# Size 10 boots mid-wide board?



## Reede (Feb 16, 2009)

Depends on the board size (waist width) but size 10 boots shouldn't need anything special. i've got 10.5 boots on a standard width 158 and have no probs.


----------



## laz167 (Nov 27, 2007)

yeah I just researched it the board I wanna get was a waist of 25. The one I ride now has a waist of 25.3, so it would actually be smaller, go figure:thumbsup:


----------



## snoeboarder (Sep 19, 2008)

it would feel more stable, but less responsive, especially in the trees, you can ride a regular up to size 11, what size waist is the mid-wide your looking at?

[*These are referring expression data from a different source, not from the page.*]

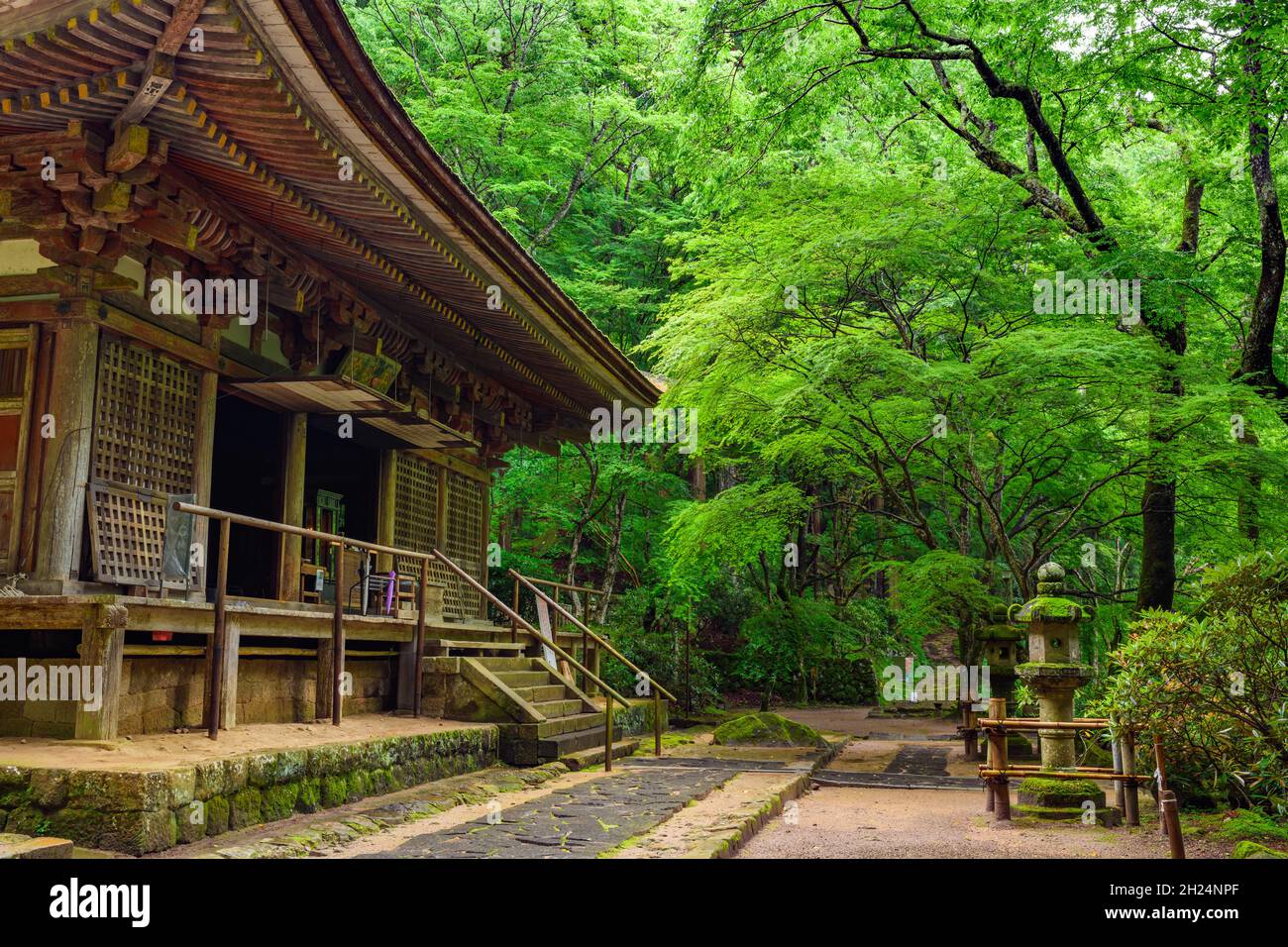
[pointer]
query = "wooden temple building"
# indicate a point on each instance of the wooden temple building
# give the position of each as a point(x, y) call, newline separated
point(232, 272)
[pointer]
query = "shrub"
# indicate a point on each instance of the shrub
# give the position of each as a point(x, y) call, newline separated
point(1214, 684)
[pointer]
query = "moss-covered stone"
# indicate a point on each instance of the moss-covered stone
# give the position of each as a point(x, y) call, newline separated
point(191, 822)
point(278, 801)
point(310, 795)
point(183, 787)
point(112, 791)
point(50, 788)
point(335, 789)
point(218, 813)
point(246, 808)
point(767, 729)
point(360, 787)
point(1254, 849)
point(1059, 792)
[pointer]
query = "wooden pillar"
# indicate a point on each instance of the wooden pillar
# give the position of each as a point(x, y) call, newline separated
point(485, 528)
point(386, 509)
point(292, 506)
point(997, 751)
point(441, 531)
point(102, 646)
point(1131, 789)
point(228, 680)
point(406, 672)
point(326, 671)
point(34, 476)
point(204, 453)
point(71, 403)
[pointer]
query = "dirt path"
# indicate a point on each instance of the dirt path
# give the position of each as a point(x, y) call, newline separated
point(833, 822)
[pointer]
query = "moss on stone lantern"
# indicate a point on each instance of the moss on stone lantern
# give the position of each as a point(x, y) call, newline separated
point(1054, 671)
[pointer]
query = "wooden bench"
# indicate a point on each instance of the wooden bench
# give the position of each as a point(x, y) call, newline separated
point(447, 646)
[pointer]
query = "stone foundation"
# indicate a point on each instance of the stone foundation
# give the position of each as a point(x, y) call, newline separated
point(162, 693)
point(151, 810)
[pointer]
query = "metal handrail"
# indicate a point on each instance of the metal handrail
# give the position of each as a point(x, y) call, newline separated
point(587, 634)
point(515, 618)
point(527, 626)
point(589, 631)
point(218, 643)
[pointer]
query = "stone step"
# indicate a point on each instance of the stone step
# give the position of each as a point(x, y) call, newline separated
point(593, 755)
point(507, 664)
point(559, 745)
point(545, 692)
point(570, 723)
point(516, 680)
point(13, 845)
point(559, 707)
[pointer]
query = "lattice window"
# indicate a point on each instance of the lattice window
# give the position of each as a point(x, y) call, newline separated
point(145, 440)
point(465, 532)
point(416, 526)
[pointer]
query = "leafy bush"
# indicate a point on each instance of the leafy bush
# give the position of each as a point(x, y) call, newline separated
point(655, 642)
point(1214, 684)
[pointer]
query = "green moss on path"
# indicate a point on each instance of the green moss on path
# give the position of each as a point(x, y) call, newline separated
point(767, 729)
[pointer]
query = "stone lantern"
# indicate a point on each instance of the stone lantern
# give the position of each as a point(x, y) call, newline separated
point(1001, 650)
point(1001, 646)
point(1054, 669)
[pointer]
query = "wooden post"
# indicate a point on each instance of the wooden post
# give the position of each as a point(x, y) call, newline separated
point(657, 720)
point(1162, 787)
point(1131, 809)
point(71, 405)
point(338, 638)
point(514, 625)
point(997, 751)
point(1117, 750)
point(323, 684)
point(485, 517)
point(608, 733)
point(215, 647)
point(291, 558)
point(102, 646)
point(1170, 815)
point(386, 509)
point(228, 684)
point(204, 454)
point(421, 595)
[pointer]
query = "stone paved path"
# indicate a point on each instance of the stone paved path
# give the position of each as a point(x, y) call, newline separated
point(919, 761)
point(578, 821)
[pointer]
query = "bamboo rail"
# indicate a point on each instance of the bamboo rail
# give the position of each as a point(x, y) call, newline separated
point(603, 643)
point(1124, 775)
point(215, 652)
point(515, 618)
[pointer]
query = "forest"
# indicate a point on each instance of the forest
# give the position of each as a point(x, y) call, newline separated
point(945, 290)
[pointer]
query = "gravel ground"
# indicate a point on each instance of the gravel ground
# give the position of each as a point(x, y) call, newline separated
point(833, 822)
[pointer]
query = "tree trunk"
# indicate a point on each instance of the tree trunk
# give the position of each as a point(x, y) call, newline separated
point(614, 553)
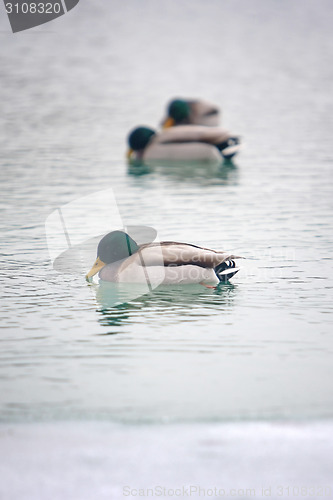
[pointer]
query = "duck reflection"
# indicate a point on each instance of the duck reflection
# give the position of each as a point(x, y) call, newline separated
point(166, 301)
point(225, 172)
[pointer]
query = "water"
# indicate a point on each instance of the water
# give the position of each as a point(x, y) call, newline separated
point(260, 348)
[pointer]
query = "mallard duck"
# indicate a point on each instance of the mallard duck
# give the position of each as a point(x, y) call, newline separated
point(121, 260)
point(191, 112)
point(185, 142)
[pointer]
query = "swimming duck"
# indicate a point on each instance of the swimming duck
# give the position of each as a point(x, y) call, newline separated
point(191, 112)
point(121, 260)
point(184, 142)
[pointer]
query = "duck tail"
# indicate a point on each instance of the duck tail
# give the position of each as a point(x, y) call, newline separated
point(226, 270)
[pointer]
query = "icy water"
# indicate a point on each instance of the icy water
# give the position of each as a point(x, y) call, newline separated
point(257, 348)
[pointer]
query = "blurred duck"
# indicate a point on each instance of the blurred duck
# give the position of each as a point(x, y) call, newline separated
point(184, 142)
point(121, 260)
point(191, 112)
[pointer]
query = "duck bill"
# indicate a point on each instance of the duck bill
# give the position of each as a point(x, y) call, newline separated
point(129, 153)
point(169, 122)
point(98, 265)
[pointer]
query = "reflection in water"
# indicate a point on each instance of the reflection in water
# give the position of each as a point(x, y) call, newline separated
point(225, 171)
point(183, 302)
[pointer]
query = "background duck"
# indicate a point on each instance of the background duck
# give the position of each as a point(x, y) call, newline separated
point(121, 260)
point(191, 112)
point(184, 142)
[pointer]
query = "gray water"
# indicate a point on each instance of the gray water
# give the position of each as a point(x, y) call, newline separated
point(257, 348)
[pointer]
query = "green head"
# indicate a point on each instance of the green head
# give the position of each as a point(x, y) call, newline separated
point(139, 138)
point(113, 247)
point(179, 111)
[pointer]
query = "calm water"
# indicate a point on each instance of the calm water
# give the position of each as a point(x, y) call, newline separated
point(261, 346)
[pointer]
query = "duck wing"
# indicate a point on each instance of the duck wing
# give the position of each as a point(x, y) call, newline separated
point(192, 133)
point(169, 253)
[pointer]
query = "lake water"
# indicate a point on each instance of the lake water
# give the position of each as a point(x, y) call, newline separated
point(260, 347)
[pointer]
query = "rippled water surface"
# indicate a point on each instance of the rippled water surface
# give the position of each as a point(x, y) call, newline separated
point(258, 347)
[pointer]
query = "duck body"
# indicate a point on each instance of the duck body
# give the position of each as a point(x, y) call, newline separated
point(162, 263)
point(184, 142)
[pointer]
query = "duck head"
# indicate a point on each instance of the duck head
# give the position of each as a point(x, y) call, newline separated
point(139, 139)
point(114, 246)
point(178, 112)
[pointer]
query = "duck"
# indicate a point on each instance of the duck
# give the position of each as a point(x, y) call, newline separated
point(184, 142)
point(121, 260)
point(191, 112)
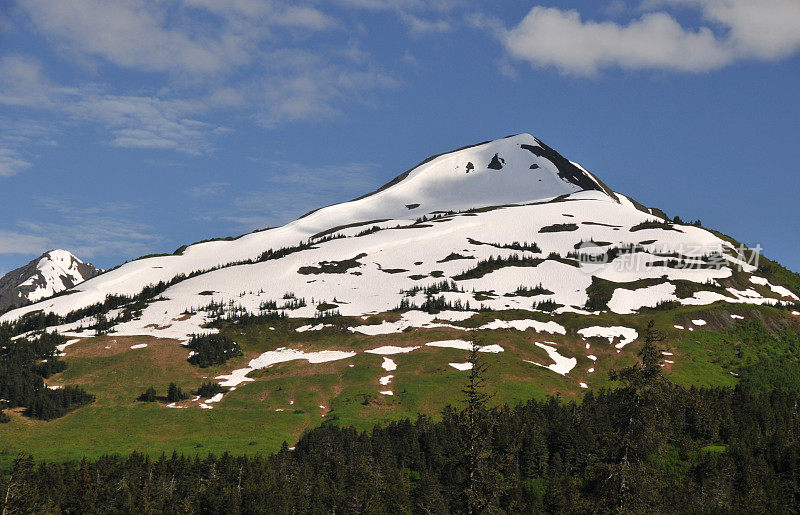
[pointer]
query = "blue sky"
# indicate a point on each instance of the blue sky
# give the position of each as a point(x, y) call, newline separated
point(129, 127)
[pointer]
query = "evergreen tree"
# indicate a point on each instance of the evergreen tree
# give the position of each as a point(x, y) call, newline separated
point(641, 417)
point(174, 393)
point(479, 489)
point(149, 395)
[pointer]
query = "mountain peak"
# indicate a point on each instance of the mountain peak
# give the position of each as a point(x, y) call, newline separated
point(512, 170)
point(53, 272)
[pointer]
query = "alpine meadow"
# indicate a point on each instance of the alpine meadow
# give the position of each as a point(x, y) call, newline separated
point(506, 327)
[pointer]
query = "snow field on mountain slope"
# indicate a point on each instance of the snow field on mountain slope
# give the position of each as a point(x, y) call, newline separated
point(376, 290)
point(442, 184)
point(56, 264)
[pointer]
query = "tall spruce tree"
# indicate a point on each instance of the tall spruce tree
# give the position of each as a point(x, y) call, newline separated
point(481, 487)
point(642, 411)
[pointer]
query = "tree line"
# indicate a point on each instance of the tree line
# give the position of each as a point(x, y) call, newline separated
point(647, 445)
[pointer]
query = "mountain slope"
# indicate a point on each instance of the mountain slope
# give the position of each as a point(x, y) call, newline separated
point(51, 273)
point(359, 311)
point(366, 252)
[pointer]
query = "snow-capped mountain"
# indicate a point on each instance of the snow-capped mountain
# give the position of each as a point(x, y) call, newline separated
point(51, 273)
point(510, 222)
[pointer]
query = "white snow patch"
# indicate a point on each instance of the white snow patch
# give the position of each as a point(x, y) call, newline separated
point(461, 366)
point(63, 346)
point(562, 364)
point(318, 327)
point(465, 345)
point(625, 334)
point(628, 301)
point(780, 290)
point(521, 325)
point(280, 355)
point(390, 349)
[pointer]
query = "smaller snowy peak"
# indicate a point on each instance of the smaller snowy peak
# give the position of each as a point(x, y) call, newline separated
point(513, 170)
point(51, 273)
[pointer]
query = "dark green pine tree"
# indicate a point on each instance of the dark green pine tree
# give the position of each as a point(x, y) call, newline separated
point(174, 393)
point(643, 412)
point(482, 481)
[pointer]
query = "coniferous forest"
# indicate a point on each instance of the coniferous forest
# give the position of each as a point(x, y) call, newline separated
point(647, 445)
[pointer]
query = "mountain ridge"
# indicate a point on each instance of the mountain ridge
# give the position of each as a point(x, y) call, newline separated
point(478, 193)
point(51, 273)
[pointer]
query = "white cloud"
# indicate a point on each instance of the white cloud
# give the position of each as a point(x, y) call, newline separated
point(766, 29)
point(173, 36)
point(12, 242)
point(200, 58)
point(11, 163)
point(209, 189)
point(86, 231)
point(422, 26)
point(741, 29)
point(291, 189)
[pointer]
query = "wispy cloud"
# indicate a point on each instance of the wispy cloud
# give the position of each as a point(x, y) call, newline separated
point(87, 232)
point(209, 189)
point(291, 189)
point(738, 30)
point(245, 58)
point(11, 163)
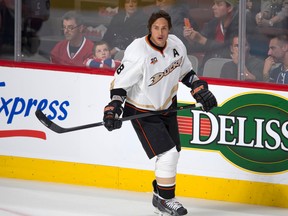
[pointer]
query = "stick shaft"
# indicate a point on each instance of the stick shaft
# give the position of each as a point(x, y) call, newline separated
point(58, 129)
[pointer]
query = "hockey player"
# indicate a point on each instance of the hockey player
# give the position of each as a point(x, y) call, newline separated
point(147, 80)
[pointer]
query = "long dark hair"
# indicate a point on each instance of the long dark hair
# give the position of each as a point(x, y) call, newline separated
point(157, 15)
point(122, 4)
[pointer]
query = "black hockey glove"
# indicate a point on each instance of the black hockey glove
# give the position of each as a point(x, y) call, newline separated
point(202, 95)
point(112, 113)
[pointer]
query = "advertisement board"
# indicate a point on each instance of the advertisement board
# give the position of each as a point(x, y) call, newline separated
point(242, 143)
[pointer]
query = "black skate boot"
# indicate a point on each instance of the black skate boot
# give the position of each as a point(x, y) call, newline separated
point(170, 207)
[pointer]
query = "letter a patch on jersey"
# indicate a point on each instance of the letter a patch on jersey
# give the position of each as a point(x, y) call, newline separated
point(175, 52)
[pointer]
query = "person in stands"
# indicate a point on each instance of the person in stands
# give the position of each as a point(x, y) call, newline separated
point(129, 23)
point(75, 49)
point(277, 54)
point(102, 57)
point(253, 65)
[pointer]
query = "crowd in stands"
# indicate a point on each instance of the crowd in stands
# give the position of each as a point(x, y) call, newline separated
point(216, 37)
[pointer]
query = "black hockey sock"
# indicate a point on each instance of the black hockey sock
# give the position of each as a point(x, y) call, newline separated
point(154, 184)
point(166, 192)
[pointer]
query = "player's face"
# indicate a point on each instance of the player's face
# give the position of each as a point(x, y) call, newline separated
point(277, 50)
point(70, 29)
point(159, 32)
point(102, 52)
point(220, 9)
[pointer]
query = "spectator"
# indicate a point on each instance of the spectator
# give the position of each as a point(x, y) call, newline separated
point(75, 48)
point(278, 18)
point(129, 23)
point(214, 39)
point(32, 18)
point(277, 54)
point(253, 65)
point(102, 57)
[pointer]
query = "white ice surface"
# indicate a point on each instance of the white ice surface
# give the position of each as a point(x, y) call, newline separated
point(32, 198)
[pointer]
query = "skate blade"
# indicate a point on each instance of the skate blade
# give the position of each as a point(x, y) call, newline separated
point(156, 211)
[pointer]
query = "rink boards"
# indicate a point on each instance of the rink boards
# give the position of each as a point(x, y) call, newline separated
point(237, 152)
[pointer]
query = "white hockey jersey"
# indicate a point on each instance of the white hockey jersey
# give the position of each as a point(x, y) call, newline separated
point(151, 77)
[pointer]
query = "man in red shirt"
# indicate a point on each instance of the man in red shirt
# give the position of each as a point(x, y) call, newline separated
point(75, 48)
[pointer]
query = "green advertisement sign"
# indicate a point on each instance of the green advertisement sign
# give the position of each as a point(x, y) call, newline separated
point(250, 130)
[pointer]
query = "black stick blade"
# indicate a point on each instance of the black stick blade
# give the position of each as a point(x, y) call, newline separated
point(48, 123)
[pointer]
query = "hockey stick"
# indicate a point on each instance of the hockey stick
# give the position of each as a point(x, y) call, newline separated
point(56, 128)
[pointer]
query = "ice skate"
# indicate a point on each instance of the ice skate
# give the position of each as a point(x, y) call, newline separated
point(170, 207)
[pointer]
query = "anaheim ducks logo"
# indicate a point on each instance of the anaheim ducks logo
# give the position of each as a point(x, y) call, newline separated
point(157, 77)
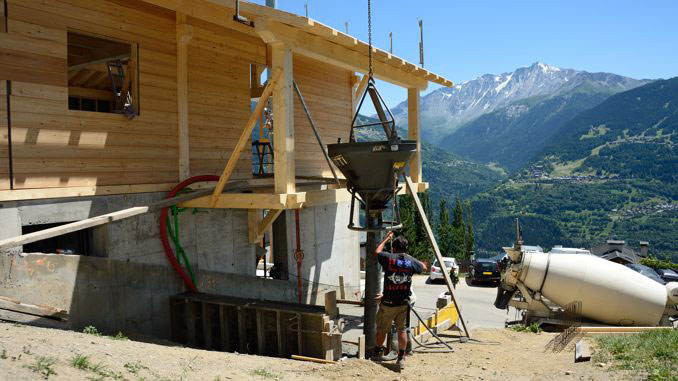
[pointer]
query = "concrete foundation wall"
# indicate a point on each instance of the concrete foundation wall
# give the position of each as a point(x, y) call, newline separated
point(125, 282)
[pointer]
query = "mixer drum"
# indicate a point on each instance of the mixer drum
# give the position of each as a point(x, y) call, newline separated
point(609, 292)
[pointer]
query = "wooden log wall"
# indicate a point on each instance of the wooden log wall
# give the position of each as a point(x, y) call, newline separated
point(327, 92)
point(57, 147)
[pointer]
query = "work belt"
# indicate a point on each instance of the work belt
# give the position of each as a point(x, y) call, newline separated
point(395, 303)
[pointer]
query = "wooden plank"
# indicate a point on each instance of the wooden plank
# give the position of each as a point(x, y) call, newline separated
point(582, 352)
point(206, 326)
point(249, 201)
point(261, 333)
point(38, 310)
point(245, 137)
point(225, 329)
point(38, 321)
point(432, 240)
point(342, 290)
point(361, 347)
point(414, 132)
point(95, 221)
point(283, 109)
point(312, 359)
point(184, 34)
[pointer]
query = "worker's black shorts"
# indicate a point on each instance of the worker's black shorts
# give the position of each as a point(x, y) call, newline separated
point(387, 314)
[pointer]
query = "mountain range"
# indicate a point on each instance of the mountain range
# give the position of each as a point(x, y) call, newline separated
point(508, 118)
point(610, 172)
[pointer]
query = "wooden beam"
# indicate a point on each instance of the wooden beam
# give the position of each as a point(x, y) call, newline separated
point(359, 92)
point(414, 132)
point(184, 33)
point(283, 109)
point(249, 201)
point(96, 221)
point(264, 224)
point(330, 53)
point(432, 240)
point(245, 137)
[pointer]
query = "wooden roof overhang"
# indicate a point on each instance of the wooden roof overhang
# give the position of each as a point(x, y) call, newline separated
point(307, 37)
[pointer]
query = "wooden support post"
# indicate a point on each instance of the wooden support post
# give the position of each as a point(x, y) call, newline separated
point(258, 226)
point(280, 325)
point(190, 324)
point(245, 138)
point(242, 332)
point(414, 132)
point(342, 291)
point(283, 109)
point(331, 304)
point(184, 34)
point(206, 326)
point(361, 347)
point(359, 92)
point(436, 250)
point(225, 329)
point(261, 333)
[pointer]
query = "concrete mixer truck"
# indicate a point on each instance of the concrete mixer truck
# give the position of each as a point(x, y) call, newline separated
point(606, 292)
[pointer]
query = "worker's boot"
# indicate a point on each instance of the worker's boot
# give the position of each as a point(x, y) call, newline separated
point(400, 363)
point(378, 354)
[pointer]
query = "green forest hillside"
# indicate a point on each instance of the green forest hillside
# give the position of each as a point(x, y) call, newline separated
point(611, 172)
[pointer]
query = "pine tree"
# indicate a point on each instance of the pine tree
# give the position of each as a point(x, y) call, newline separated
point(470, 234)
point(444, 229)
point(458, 232)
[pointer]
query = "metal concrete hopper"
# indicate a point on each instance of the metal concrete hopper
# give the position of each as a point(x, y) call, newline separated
point(371, 168)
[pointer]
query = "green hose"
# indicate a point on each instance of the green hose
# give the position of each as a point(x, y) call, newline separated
point(174, 236)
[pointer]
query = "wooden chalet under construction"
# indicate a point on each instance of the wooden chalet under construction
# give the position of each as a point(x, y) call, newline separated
point(107, 105)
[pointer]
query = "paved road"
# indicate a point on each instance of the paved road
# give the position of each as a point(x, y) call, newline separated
point(476, 304)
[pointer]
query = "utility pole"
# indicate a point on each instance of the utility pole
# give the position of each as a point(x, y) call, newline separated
point(421, 42)
point(390, 36)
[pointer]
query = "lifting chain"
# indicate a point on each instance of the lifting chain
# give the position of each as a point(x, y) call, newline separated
point(369, 36)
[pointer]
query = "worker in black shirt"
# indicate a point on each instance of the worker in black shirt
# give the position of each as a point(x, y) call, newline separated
point(398, 269)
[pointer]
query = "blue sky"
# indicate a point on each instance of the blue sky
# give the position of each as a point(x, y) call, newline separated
point(465, 39)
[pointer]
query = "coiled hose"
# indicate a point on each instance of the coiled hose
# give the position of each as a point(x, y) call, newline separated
point(169, 252)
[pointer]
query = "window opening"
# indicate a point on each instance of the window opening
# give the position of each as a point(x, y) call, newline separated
point(102, 75)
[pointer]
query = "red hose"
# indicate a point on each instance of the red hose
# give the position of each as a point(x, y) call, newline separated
point(169, 252)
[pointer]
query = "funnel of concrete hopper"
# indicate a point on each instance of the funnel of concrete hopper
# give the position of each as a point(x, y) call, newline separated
point(369, 167)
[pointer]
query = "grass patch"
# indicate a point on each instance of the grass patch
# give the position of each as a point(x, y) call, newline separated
point(654, 353)
point(534, 328)
point(80, 361)
point(91, 330)
point(43, 366)
point(261, 372)
point(120, 336)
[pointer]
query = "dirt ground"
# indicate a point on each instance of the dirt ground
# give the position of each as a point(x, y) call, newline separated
point(504, 355)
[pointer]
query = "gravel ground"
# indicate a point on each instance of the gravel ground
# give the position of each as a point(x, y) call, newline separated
point(503, 355)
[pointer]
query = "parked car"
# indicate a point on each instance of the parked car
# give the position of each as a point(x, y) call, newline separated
point(484, 270)
point(437, 273)
point(647, 271)
point(668, 275)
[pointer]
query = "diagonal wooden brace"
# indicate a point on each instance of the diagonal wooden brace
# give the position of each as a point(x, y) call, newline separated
point(244, 138)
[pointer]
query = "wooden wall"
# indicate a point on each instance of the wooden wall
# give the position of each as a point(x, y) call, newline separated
point(327, 92)
point(219, 95)
point(57, 147)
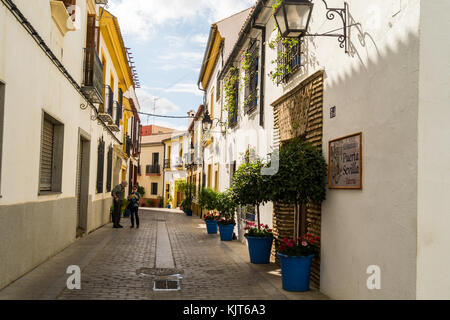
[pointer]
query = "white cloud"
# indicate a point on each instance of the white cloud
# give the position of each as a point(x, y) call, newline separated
point(200, 39)
point(181, 88)
point(178, 60)
point(142, 17)
point(161, 106)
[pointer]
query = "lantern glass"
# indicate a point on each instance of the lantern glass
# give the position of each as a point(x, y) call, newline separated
point(280, 19)
point(298, 16)
point(206, 122)
point(293, 17)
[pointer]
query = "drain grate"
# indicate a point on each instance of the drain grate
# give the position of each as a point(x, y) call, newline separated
point(166, 285)
point(163, 279)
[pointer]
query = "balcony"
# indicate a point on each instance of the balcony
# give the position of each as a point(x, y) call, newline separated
point(92, 76)
point(106, 108)
point(167, 164)
point(154, 169)
point(179, 164)
point(63, 15)
point(128, 146)
point(115, 125)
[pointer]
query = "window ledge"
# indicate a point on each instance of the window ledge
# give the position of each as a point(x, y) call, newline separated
point(49, 193)
point(61, 17)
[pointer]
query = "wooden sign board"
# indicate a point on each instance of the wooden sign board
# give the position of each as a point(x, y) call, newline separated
point(345, 162)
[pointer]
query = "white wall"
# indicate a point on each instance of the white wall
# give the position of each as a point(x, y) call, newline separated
point(375, 92)
point(433, 260)
point(39, 226)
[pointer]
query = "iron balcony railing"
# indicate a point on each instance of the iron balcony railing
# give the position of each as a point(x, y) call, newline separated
point(251, 87)
point(128, 146)
point(179, 163)
point(119, 113)
point(92, 75)
point(109, 101)
point(153, 169)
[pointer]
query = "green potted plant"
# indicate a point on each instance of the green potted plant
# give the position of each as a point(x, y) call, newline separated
point(211, 219)
point(169, 201)
point(160, 201)
point(301, 178)
point(207, 199)
point(226, 206)
point(188, 190)
point(249, 187)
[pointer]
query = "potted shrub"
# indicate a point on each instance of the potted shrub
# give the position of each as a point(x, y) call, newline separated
point(260, 239)
point(207, 199)
point(211, 219)
point(169, 201)
point(249, 187)
point(188, 190)
point(295, 259)
point(226, 207)
point(160, 201)
point(301, 178)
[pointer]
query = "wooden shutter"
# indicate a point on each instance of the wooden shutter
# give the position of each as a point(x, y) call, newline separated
point(155, 159)
point(100, 166)
point(90, 35)
point(46, 170)
point(109, 172)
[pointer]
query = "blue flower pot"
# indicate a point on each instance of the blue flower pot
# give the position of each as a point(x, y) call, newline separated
point(226, 232)
point(211, 226)
point(295, 272)
point(259, 249)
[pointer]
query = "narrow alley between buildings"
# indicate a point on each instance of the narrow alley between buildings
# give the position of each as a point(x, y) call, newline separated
point(113, 264)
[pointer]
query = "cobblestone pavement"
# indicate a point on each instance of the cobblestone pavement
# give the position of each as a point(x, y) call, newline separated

if its a steal just get it


----------



## laz167 (Nov 27, 2007)

Its actually a 25 (Gnu btx street series), the one I ride now is 25.3(Gnu DK Vertighuol) so the series is smaller.


----------



## TeamSR (Apr 22, 2009)

I ride a 156 lib banana right now with a size 11.5-12 boot size and still ride a reg board. Angles set to F- 15* B- (-15*)


----------



## m_jel (Apr 21, 2009)

nah, you'll be alright


----------



## DC5R (Feb 21, 2008)

^ totally agree with Snowolf.


----------